Some of the men heard him and began to heave together. One fell as a hover board caught him in the chin and sprawled at the head of the staircase. A Glaver managed to grab Mordalayn around the waist and he yelled in rage as the spindly, leathery arms tightened. “Got you!” the Glaver cackled but then suddenly shrieked and dropped him. Mordalayn looked around confused and saw the Glaver twitching with a crossbow bolt in its head. He glanced up and Bue saluted him from one of the narrow windows above the door. The boy had found a spot to hide and pick off the enemy at the same time.
The light in the crystal burned brighter and the lightning was becoming more frequent. Fear took hold of Mordalayn as he looked up and realised that unless Jared could do something the plot would work and the queen would be forced through the portal to have her life ended.
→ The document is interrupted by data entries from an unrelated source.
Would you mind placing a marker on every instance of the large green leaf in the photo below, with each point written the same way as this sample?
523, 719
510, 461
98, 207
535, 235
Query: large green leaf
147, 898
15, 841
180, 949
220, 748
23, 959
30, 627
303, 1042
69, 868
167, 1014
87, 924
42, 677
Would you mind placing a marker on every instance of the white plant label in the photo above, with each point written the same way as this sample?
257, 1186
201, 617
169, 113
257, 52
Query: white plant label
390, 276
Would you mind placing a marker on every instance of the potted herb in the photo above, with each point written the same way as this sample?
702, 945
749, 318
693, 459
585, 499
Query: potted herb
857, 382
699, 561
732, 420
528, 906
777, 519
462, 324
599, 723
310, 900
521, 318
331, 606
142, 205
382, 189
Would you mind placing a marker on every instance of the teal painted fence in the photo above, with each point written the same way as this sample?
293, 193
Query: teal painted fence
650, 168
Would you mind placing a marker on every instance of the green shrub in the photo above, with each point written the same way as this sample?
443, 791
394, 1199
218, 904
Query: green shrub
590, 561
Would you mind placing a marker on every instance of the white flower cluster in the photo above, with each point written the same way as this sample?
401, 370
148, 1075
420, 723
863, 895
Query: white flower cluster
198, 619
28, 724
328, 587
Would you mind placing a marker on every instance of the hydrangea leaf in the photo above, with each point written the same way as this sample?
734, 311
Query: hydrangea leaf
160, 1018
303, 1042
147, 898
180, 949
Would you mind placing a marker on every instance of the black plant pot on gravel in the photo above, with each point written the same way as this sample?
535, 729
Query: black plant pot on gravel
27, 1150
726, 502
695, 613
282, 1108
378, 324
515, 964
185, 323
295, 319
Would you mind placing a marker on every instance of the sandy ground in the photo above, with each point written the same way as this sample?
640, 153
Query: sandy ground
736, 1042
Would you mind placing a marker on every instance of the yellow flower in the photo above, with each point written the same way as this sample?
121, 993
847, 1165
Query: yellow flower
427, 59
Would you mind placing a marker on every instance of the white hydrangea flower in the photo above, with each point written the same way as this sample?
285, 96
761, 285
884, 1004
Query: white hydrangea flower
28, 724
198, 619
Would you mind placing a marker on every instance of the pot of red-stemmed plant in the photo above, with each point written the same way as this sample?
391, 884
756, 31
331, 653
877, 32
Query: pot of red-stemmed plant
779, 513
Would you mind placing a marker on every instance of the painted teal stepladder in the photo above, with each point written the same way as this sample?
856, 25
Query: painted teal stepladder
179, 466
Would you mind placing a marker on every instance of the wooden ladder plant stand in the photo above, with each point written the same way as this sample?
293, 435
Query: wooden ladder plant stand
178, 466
Grimly he turned and again raised his sword at the buzzing swarm around him.
Chapter 32
Jared was panting heavily as he forced himself up the steps and rounded the corner. The throne room was deserted, the sounds of the battle at the front entrance faint in the distance. Everybody in the royal palace was either hiding or fighting. He looked for the statue on the throne and saw it straight away. A large bird of prey, like an eagle or a falcon. He ran up and was about to approach it when a familiar and grotesque shape lunged out of the shadows and stood in his path.